Open screenplay script with format tags highlighted on director's chair

What is a Tag in Screenwriting Scripts? Formatting Tips + Common Mistakes

If you’ve ever read a screenplay before, you may have noticed short all-capitalized descriptors that tend to appear before the character names and dialogue.

These important script elements are known as tags – and they serve a valuable purpose in screenplays and filmmaking.

In this comprehensive guide, we’ll break down exactly what tags are, why they’re critically important, how to format them properly, and some common mistakes to avoid.

Whether you’re an aspiring screenwriter learning script formatting or a film fan curious to learn industry terms, this extensive look at tags will give you deeper insight into the wonderful world of screenwriting.

What is a Tag?

A tag refers to a piece of scene heading text in a screenplay written in all capital letters that comes before a character’s name.

Tags provide important descriptive context to the reader (and later, the director and actors) about the location, time period, tone, actions, or other key details related to understanding the unfolding script.

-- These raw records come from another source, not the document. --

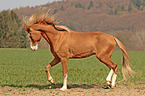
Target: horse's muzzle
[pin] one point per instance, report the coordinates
(34, 47)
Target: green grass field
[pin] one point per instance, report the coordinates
(21, 67)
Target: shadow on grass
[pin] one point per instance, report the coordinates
(58, 85)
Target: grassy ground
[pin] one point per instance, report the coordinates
(23, 67)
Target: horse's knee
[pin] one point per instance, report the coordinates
(47, 67)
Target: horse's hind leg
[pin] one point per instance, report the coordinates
(113, 67)
(54, 62)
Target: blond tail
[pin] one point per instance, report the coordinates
(126, 70)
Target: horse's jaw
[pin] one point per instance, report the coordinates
(34, 47)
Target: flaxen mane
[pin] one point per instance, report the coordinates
(43, 18)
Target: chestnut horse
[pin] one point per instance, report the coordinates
(65, 43)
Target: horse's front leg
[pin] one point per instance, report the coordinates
(64, 62)
(54, 62)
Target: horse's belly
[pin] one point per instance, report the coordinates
(81, 55)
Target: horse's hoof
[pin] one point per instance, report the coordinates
(107, 87)
(63, 89)
(52, 82)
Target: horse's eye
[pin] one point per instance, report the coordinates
(31, 37)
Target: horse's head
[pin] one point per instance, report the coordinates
(35, 37)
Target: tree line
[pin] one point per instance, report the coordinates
(12, 35)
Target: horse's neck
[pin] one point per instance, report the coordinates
(50, 34)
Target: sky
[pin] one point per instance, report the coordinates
(11, 4)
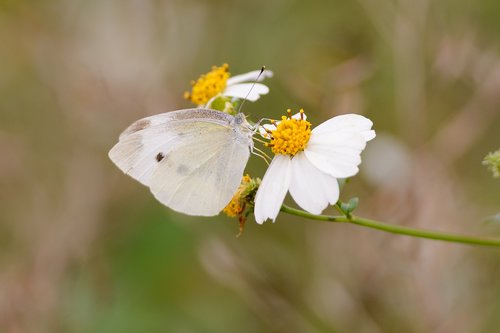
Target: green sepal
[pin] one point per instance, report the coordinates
(350, 206)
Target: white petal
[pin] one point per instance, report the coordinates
(312, 189)
(241, 90)
(337, 154)
(354, 122)
(272, 190)
(249, 77)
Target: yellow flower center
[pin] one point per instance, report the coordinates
(208, 85)
(236, 206)
(291, 135)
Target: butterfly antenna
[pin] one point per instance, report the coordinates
(253, 85)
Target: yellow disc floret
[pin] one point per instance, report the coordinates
(291, 135)
(208, 85)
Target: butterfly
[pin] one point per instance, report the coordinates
(192, 160)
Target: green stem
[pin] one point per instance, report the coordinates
(395, 229)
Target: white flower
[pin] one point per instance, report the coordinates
(308, 162)
(218, 83)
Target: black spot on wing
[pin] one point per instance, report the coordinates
(160, 157)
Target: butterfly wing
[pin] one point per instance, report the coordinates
(192, 160)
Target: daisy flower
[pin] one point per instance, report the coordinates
(307, 161)
(218, 82)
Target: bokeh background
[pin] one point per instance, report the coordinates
(83, 248)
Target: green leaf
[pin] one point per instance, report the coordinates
(350, 206)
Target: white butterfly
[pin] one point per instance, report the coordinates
(192, 160)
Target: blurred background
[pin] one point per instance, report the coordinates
(84, 248)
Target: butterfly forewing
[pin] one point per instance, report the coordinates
(191, 159)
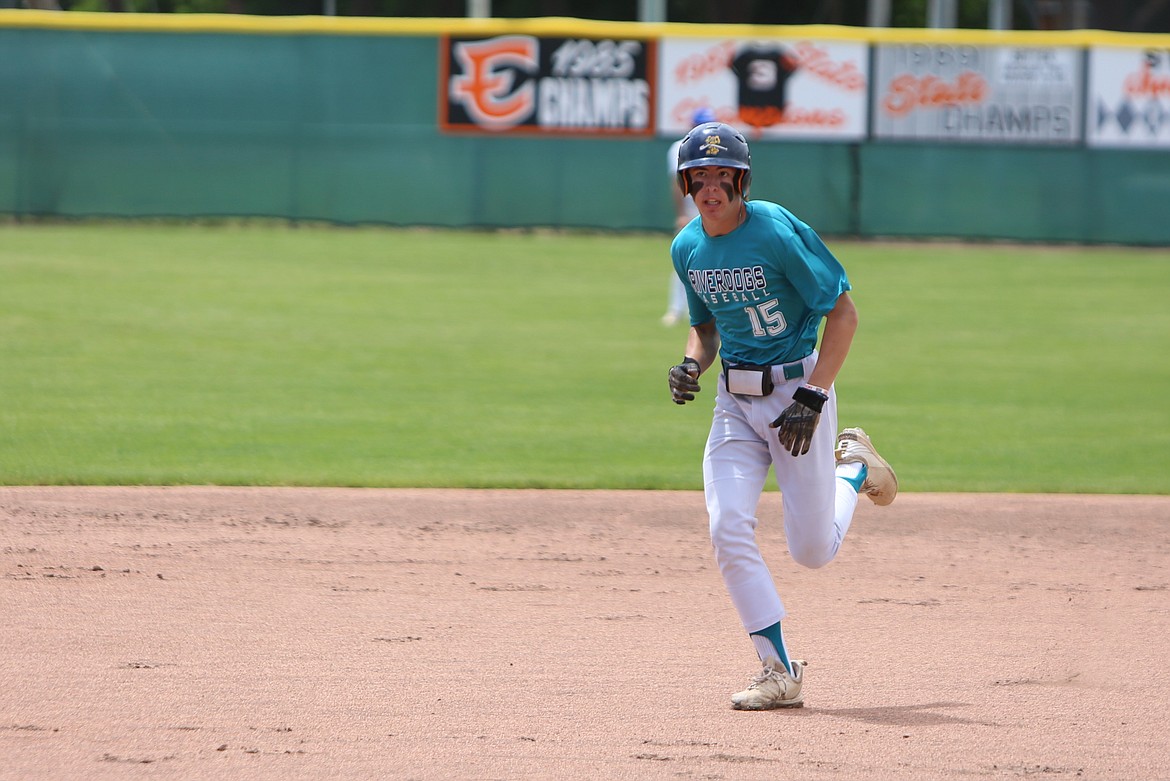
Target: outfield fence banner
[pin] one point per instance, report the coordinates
(964, 92)
(1129, 97)
(552, 85)
(779, 88)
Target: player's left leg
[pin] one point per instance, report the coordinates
(818, 503)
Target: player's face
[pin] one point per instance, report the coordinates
(713, 187)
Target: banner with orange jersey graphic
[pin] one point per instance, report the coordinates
(776, 88)
(552, 85)
(1129, 97)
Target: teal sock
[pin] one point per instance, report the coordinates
(769, 642)
(854, 474)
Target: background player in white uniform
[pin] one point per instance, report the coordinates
(685, 211)
(759, 282)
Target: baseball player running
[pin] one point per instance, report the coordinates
(758, 284)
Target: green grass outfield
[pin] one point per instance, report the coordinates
(265, 354)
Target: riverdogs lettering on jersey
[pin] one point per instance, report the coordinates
(747, 283)
(517, 83)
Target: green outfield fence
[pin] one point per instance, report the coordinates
(336, 119)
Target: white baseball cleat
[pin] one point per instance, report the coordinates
(881, 483)
(772, 689)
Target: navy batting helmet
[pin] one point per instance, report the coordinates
(715, 144)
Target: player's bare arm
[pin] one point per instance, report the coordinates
(840, 325)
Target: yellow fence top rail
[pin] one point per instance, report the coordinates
(552, 27)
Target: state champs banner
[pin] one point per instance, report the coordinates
(780, 88)
(1129, 97)
(962, 92)
(551, 85)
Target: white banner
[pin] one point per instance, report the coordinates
(962, 92)
(1129, 97)
(766, 89)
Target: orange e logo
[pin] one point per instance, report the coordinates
(487, 87)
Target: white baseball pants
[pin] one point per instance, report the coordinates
(817, 506)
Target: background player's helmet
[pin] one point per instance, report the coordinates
(715, 144)
(702, 116)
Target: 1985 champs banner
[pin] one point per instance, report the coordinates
(559, 85)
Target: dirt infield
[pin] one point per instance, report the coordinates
(212, 633)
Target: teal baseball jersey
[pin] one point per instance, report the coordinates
(768, 284)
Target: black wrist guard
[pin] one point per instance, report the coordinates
(813, 400)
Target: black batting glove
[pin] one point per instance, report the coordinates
(799, 420)
(683, 381)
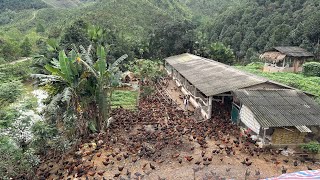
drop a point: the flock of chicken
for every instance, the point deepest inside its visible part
(138, 143)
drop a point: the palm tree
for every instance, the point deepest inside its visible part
(82, 89)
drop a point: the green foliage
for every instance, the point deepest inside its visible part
(18, 71)
(261, 25)
(82, 86)
(75, 35)
(9, 92)
(299, 81)
(125, 99)
(311, 69)
(14, 162)
(21, 4)
(145, 69)
(221, 53)
(173, 38)
(313, 147)
(7, 116)
(26, 48)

There are several different varieties of formatting tags in screenwriting that convey slightly different details:

INT./EXT. Tags

The INT. (interior) and EXT. (exterior) tags indicate whether a scene is set inside a location or outside/on a landscape.

For example, EXT. PARK – DAY shows this scene takes place outdoors in a park during the daytime. Getting this interior vs. exterior distinction correct is vital for production crews when blocking shoots.

Establishing Shot Tags

After the INT./EXT indicator, many screenwriters will first indicate the exact location being depicted with an establishing shot tag.

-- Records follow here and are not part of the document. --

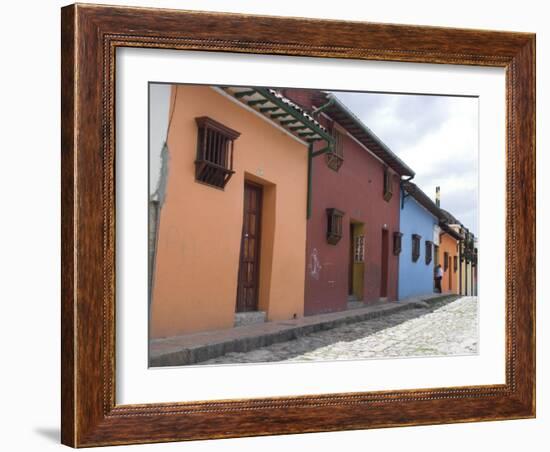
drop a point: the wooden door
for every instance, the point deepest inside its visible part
(384, 265)
(249, 265)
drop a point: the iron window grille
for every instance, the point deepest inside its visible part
(388, 188)
(334, 225)
(429, 254)
(397, 243)
(215, 143)
(335, 157)
(415, 247)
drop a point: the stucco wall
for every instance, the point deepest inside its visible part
(449, 245)
(356, 189)
(415, 278)
(200, 226)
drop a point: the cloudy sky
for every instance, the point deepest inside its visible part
(437, 136)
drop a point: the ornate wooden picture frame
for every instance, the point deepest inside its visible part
(90, 37)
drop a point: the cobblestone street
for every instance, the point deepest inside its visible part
(442, 328)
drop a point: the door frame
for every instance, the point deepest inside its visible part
(260, 190)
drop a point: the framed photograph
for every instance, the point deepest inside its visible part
(282, 225)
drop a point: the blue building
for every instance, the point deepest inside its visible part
(419, 219)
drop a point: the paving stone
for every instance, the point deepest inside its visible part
(446, 328)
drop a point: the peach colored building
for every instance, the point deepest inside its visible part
(448, 258)
(231, 229)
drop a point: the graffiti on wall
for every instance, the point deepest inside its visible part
(314, 266)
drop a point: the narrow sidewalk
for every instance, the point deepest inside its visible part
(197, 347)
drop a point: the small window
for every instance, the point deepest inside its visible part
(214, 163)
(335, 158)
(359, 249)
(429, 248)
(416, 247)
(388, 188)
(334, 225)
(397, 243)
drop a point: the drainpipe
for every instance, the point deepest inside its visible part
(404, 195)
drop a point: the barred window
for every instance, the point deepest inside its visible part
(214, 163)
(334, 225)
(429, 248)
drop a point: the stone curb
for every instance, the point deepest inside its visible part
(204, 352)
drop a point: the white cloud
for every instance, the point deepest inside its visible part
(437, 136)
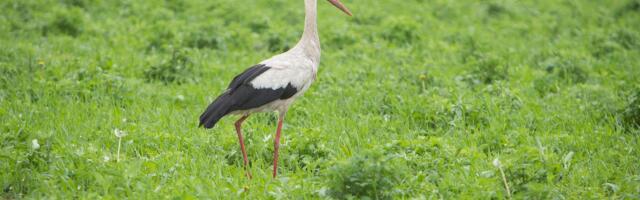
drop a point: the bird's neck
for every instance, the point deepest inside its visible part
(310, 41)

For example, EXT. LOS ANGELES SKYLINE – NIGHT clearly conveys the larger location context right up front through indicating a sweep of the famous L.A. skyline at night.

Time of Day Tags

As evident in some of the examples so far, time of day tags give further descriptive precision by indicating details like DAY, NIGHT, TWILIGHT, SUNSET, DAWN, MORNING, or AFTERNOON.

This allows the director to accurately capture lighting color temperatures and actor energy levels suitable for the intended time period.

Descriptive Tags

Beyond the location and time basics, additional descriptive tags can be used as well before the speaking character’s name when appropriate.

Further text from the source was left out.